Valter is a legal knowledge backend that serves Brazilian STJ jurisprudence through a REST API and Model Context Protocol (MCP) server. It transforms raw court decisions into structured, verified, composable legal reasoning — enabling LLMs and lawyers to query precedents, analyze divergences between ministers, and compose arguments backed by a knowledge graph.

Valter is part of the sens.legal ecosystem, alongside Leci (legislation) and Juca (frontend for lawyers).

LLMs are powerful legal research assistants, but they have a fundamental problem: they hallucinate legal references. An LLM will confidently cite a Súmula that doesn’t exist, attribute a decision to the wrong minister, or invent a process number that was never filed.

Valter exists to solve this. Instead of letting LLMs generate legal knowledge from their training data, Valter provides a structured knowledge backend where every reference is traceable to real tribunal data. When an LLM uses Valter as a tool (via MCP), it can:

  • Search jurisprudence with hybrid retrieval (lexical + semantic + knowledge graph)
  • Verify that any legal reference actually exists before presenting it to a user
  • Compose arguments from patterns of success found in the knowledge graph
  • Understand who judges what, and how their positions diverge over time

Valter’s knowledge base is built from public STJ (Superior Tribunal de Justiça) data:

StoreRecordsWhat it contains
PostgreSQL~23,400 decisionsFull text, ementas, metadata, AI-extracted features
Neo4j~28,500 nodes, ~207,000 edgesDecisions connected by criteria, dispositivos, precedents
Qdrant~3,700 vectors (768-dim)Semantic embeddings for similarity search
PostgreSQL~810,000 metadata recordsRaw STJ tribunal metadata

Valter serves three types of consumers through two protocols:

Juca is a Next.js frontend for lawyers that consumes Valter’s REST API directly. It provides a user-friendly interface for searching jurisprudence, analyzing cases, and reviewing AI-generated insights.

Claude Desktop and Claude Code connect via MCP stdio — a direct process-level connection that requires no network. Configuration is a single entry in claude_desktop_config.json:

{
"mcpServers": {
"valter": {
"command": "python",
"args": ["-m", "valter.mcp"],
"cwd": "/path/to/Valter"
}
}
}

ChatGPT connects via MCP remote — an HTTP/SSE server running on port 8001 with HMAC authentication. This is deployed on Railway alongside the main API.

All three consumers access the same 28 MCP tools and the same underlying data stores.

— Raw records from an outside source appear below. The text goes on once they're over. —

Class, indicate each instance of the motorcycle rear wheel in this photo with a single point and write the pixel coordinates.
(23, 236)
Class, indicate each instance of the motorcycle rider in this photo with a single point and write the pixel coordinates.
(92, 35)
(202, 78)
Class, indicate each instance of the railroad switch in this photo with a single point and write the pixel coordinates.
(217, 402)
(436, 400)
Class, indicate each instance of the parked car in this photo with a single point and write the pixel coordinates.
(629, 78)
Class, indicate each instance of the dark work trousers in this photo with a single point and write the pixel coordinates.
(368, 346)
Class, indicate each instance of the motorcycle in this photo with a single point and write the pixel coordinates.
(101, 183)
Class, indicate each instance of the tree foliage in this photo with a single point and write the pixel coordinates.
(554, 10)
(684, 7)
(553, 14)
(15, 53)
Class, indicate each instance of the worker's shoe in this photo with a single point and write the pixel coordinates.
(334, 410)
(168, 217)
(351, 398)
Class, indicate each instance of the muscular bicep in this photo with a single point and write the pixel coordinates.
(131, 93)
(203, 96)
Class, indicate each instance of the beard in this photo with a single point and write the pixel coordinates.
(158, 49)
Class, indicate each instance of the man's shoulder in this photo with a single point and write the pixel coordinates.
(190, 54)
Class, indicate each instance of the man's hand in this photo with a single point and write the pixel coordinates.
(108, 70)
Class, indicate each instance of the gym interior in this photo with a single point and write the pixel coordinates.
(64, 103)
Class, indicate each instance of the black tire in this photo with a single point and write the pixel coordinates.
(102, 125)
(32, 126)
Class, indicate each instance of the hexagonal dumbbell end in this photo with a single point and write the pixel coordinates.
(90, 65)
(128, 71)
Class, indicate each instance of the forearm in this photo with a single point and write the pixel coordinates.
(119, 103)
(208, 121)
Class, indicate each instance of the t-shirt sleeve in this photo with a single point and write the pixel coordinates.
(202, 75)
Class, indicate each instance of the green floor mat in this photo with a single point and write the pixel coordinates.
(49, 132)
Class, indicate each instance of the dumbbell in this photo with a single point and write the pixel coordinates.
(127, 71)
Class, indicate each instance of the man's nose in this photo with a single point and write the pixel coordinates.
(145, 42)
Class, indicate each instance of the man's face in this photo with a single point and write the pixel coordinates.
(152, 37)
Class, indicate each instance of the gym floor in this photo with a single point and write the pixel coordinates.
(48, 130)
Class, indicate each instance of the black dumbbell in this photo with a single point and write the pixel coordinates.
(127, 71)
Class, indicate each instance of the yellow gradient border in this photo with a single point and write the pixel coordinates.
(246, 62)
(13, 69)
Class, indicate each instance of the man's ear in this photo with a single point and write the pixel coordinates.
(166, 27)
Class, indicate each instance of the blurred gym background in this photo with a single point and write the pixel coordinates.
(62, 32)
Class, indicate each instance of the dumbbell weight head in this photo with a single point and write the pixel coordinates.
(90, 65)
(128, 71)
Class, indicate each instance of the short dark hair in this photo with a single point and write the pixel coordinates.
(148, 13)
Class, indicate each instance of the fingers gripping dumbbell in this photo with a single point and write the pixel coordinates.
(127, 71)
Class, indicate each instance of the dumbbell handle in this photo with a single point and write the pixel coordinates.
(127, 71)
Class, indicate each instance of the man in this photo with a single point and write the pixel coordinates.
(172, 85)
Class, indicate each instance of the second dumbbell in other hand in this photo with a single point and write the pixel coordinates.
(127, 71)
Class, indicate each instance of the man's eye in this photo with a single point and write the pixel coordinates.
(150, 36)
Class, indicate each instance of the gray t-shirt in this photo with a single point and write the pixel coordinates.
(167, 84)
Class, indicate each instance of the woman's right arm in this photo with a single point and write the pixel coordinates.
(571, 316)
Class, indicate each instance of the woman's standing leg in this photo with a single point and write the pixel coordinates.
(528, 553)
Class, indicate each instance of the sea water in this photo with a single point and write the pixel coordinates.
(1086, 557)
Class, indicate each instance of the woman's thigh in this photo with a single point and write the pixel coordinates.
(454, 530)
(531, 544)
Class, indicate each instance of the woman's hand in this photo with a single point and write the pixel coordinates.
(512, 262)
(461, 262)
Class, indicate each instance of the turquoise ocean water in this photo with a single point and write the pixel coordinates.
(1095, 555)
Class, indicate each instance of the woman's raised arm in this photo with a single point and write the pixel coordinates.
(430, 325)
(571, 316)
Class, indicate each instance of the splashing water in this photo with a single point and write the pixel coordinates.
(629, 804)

Most legal tech platforms are search engines with a legal skin. Valter is a knowledge graph with a reasoning layer. Here’s how that difference plays out:

What others doWhat Valter does
Search by keywordsHybrid search: BM25 lexical + semantic vectors + knowledge graph boost + cross-encoder reranking
Return a list of similar casesCompose arguments from success patterns in the graph — which criteria lead to which outcomes, with what success rate
”The jurisprudence says…""REsp 1.234.567 says X, verified against tribunal data, cited 14 times in the graph, applied by Minister Y in 73% of category Z cases”
Treat all decisions as equalTemporal intelligence — recent decisions weighted higher, trend detection (growing, declining, stable)
Ignore who judgesMinister profiles — per-minister success rates, active divergences, behavioral patterns
Hallucinate referencesAnti-hallucination verification: every súmula, minister name, process number, and legislation reference checked against real data
Closed, proprietary systemsMCP-native — any MCP-compatible LLM can use Valter as a tool
Documents as text blobsKnowledge graph — decisions connected by criteria, dispositivos, precedents, and legislation in a FRBR-based ontology

Valter’s capabilities are organized into six domains:

The search pipeline combines five strategies into a single query flow. A search request hits BM25 lexical matching and Qdrant semantic similarity in parallel, merges results via weighted scoring or Reciprocal Rank Fusion (RRF), boosts scores using Neo4j graph connectivity, and reranks the top results with a cross-encoder. Query expansion via Groq LLM can generate up to 3 query variants for better recall.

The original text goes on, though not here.